The sled kite was designed and patented in the 1950s by an American named William Allison. At the time, kites featured simply vertical spars. Because of such design, design flaws existed that would affect the kite’s ability to fly. Consequently, the kite would curl into a semi-circle because of the heavy drag caused by high wind pressure opposing the direction of the sled kite.
Hybrid Kites
Due to new industrial machinery that helped spark more innovative and less conventional shapes and designs, manufacturers can now create kites based on the needs and wants of a consumer base. These kites, which do not adhere to traditional design languages, are called hybrid kites. Hybrid kites are a type that manufacturers create, most often specifically for a particular purpose. By combining basic shapes and design philosophies, kite companies have created this new generation of kites that help target a niche audience.
Summary
Kites are a euclidian geometry-shape with two pairs of congruent sides to their adjacent. On the other hand, the parallelogram has two pairs of congruent sides parallel. Meanwhile, a trapezoid is a quadrilateral with one pair of parallel sides. A kite can only be a trapezoid or a parallelogram when it is under the classification of a rhombus.

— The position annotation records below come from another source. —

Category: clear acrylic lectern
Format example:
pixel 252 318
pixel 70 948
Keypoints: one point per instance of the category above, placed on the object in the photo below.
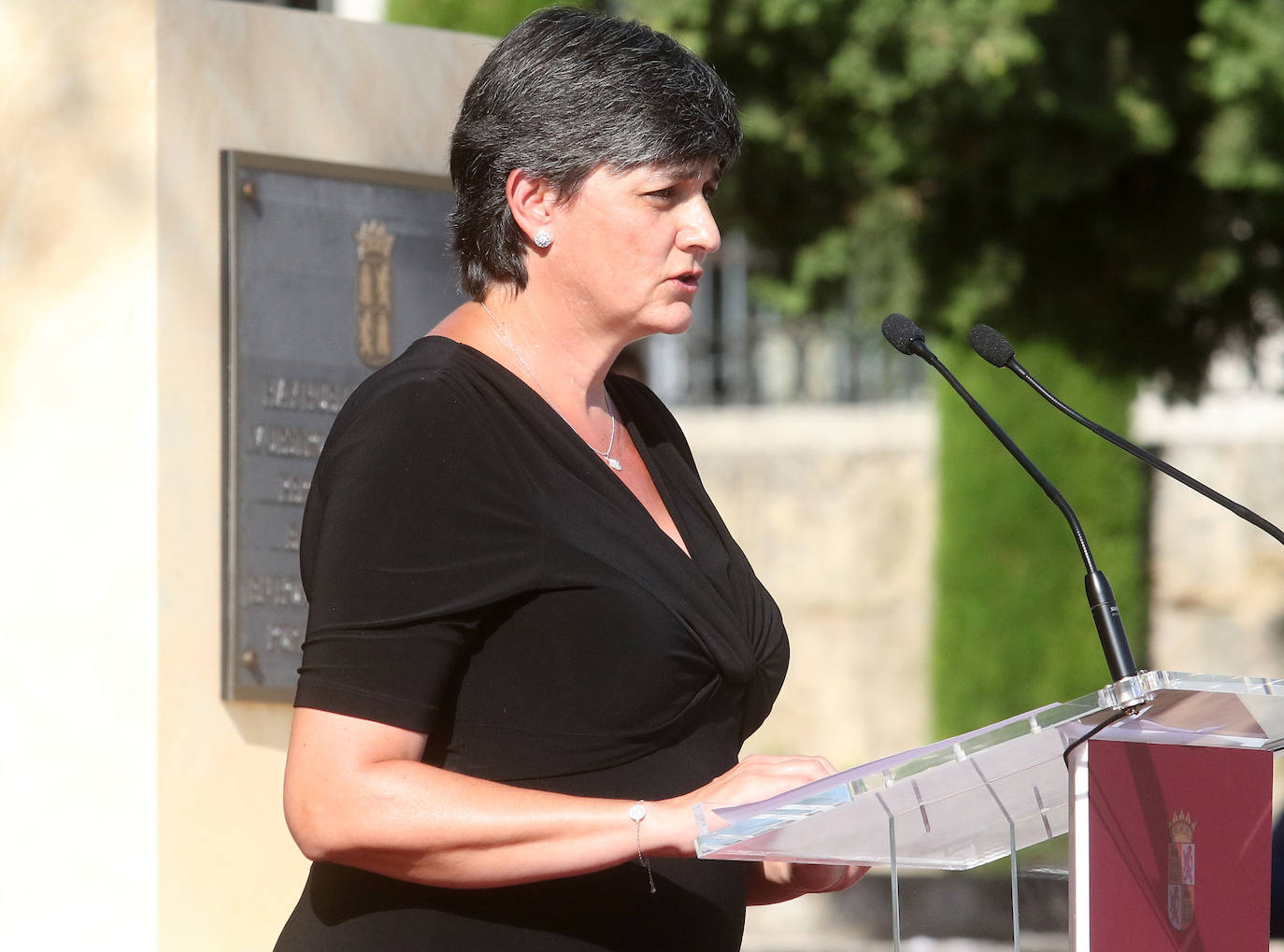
pixel 978 797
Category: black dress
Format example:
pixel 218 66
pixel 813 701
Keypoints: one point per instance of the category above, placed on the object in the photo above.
pixel 477 574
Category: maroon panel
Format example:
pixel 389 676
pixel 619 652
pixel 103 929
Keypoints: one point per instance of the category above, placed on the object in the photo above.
pixel 1179 847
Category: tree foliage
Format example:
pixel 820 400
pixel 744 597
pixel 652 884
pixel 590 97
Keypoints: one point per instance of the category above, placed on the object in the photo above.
pixel 1106 174
pixel 491 18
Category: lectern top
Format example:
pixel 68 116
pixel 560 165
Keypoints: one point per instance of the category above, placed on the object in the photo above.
pixel 964 801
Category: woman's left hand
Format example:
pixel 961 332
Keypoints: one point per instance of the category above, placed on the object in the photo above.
pixel 777 882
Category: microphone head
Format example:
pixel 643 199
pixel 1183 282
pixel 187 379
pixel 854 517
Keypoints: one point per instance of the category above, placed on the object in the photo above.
pixel 991 344
pixel 902 333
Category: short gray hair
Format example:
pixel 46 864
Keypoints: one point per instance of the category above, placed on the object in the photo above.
pixel 565 92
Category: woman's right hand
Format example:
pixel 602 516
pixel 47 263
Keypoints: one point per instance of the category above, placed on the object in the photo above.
pixel 755 777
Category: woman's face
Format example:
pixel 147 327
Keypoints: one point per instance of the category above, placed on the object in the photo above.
pixel 628 249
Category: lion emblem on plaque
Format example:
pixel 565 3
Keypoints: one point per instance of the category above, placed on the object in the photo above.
pixel 1181 870
pixel 374 294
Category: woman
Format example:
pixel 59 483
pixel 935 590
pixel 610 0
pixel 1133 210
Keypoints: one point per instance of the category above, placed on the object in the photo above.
pixel 533 647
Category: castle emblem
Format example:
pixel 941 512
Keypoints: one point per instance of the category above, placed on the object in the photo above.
pixel 374 292
pixel 1181 870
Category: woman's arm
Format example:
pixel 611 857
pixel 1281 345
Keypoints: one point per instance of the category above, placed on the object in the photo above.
pixel 356 793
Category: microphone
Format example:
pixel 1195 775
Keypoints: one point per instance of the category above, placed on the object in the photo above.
pixel 908 337
pixel 995 348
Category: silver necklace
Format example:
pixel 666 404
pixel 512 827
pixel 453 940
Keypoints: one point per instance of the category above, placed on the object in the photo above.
pixel 610 408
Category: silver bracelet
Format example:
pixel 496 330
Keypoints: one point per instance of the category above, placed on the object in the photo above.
pixel 637 814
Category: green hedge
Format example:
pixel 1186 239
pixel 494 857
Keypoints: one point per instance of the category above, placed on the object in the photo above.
pixel 1013 629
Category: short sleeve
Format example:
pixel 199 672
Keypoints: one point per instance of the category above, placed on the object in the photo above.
pixel 415 530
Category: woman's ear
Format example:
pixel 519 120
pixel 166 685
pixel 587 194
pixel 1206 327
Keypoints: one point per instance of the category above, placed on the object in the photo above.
pixel 532 199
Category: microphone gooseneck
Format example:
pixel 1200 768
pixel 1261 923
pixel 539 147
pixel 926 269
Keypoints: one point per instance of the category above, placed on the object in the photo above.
pixel 995 348
pixel 909 339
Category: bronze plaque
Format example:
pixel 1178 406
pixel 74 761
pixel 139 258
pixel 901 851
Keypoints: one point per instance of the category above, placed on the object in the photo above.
pixel 329 272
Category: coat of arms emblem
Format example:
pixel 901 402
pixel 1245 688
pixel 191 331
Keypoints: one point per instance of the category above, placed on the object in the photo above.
pixel 1181 870
pixel 374 294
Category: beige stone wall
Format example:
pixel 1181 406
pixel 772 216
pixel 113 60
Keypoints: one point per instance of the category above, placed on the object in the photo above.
pixel 78 575
pixel 237 76
pixel 1218 583
pixel 836 509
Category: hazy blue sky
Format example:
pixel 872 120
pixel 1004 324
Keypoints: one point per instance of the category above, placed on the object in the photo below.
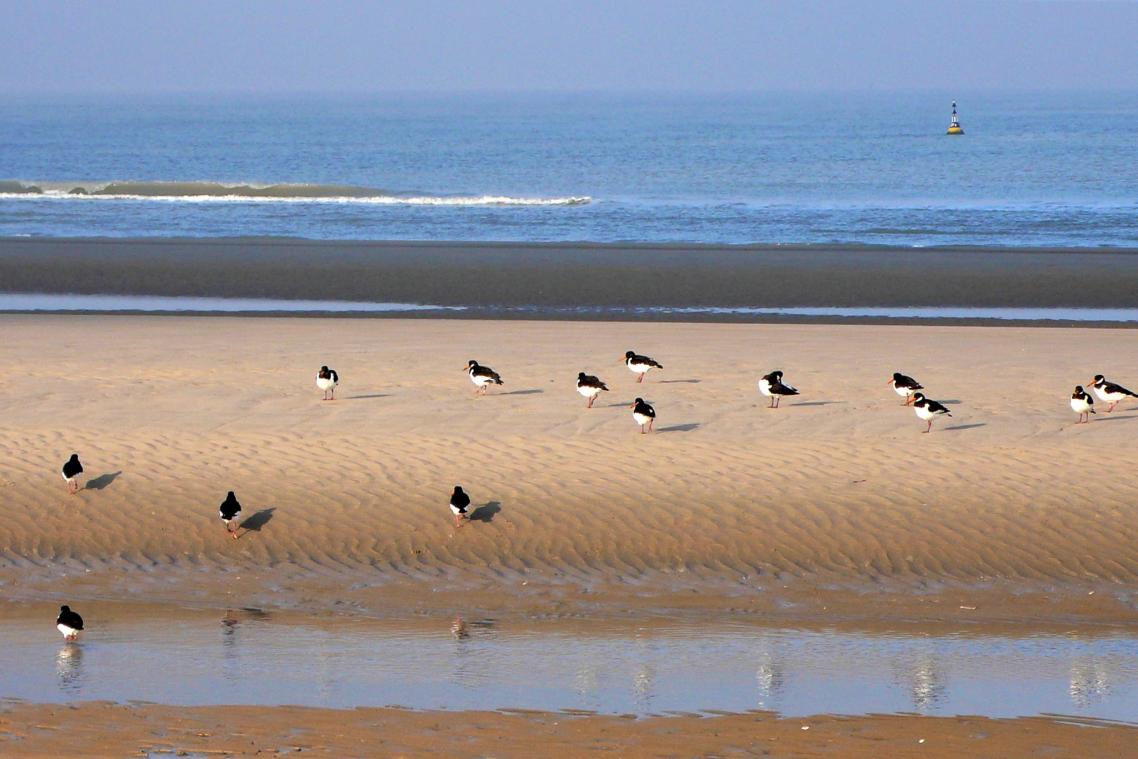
pixel 334 46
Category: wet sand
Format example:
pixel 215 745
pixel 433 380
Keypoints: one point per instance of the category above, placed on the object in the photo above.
pixel 108 729
pixel 832 510
pixel 833 502
pixel 511 275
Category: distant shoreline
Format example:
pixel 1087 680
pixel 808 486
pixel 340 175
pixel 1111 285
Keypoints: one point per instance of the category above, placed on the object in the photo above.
pixel 494 279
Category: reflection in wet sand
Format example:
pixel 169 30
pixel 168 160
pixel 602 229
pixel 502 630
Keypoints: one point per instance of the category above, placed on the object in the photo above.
pixel 768 676
pixel 69 668
pixel 459 662
pixel 1090 682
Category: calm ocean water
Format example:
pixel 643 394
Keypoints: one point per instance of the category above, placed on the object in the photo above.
pixel 1032 170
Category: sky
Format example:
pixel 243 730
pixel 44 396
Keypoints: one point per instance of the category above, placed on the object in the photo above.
pixel 56 47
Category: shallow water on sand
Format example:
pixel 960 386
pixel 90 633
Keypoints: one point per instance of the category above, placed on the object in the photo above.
pixel 250 657
pixel 43 302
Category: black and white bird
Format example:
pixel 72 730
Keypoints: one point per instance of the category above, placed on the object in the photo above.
pixel 590 387
pixel 774 388
pixel 1082 404
pixel 928 409
pixel 640 365
pixel 905 386
pixel 483 377
pixel 71 471
pixel 68 623
pixel 1110 392
pixel 460 503
pixel 643 413
pixel 327 379
pixel 230 510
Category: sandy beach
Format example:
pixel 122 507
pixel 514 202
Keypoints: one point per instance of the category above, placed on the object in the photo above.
pixel 836 488
pixel 833 510
pixel 494 278
pixel 100 729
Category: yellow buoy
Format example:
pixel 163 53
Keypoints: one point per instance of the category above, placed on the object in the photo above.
pixel 954 126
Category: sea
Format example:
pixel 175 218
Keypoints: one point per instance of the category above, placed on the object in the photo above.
pixel 1032 170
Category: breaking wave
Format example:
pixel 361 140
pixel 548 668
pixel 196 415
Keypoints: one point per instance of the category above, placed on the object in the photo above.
pixel 217 191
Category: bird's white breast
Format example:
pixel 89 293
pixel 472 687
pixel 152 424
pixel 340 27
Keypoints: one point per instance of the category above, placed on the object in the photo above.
pixel 1110 397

A rhombus is a shape that has all sides equal to each other. It is similar to a square, but a square must have all four angles be ninety degrees. Meanwhile, a rhombus is not limited to such a specification.
Let’s talk about kites (the toy). Most two-dimensional kites, especially delta kites, are easy to fly and have a significant lift while lessening weight. For a kite to fly, the aerodynamic forces, the lift, the weight, the drag, and the thrust, must all be appropriately balanced.
If you are not concerned with the ease of using a kite or the amount of lift produced, unconventional kites such as the box and sled kites may be a spectacle to watch for you.